Closed brando90 closed 3 years ago
Optimizer has a list, param_groups. You can modify the learning rate of the optimizer.
optimizer.param_groups[0]['lr'] *= min(1.0, (step+1) / warmup_period)
The huggin face's scheduler first warmups the learning rate gradually from 0 to base_lr
, and then decays the learning rate. My approach multiplies the learning rate with the warmup factor. So, if the same decay schedule is employed, the total learning rate schedules are different.
Hi Tony-Y, So, if I understand correctly, your library applies learning rate decay starting from the initial learning rate (specified in the optimizer constructor) until reaching "warmup_period" right?
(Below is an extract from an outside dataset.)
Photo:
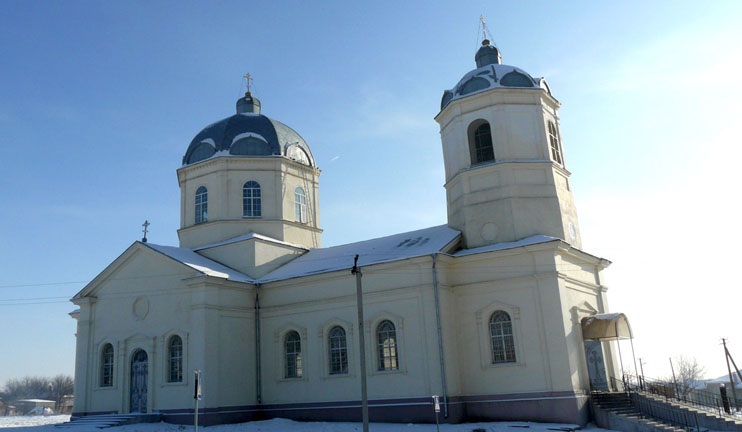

I had understood from the paper https://arxiv.org/pdf/1910.04209.pdf that it first increments the learning rate iteratively (based on "warmup_period"), to then perform the regular learning rate decay with the specified lr_scheduler.
Thank you.
If so, when do we start the learning rate decay for the Adam case? I think that it is preferred to use the same decay schedule for all cases.
Can I implement what you did here but using hugging face? What is the difference of what you did and what is given at hugging face?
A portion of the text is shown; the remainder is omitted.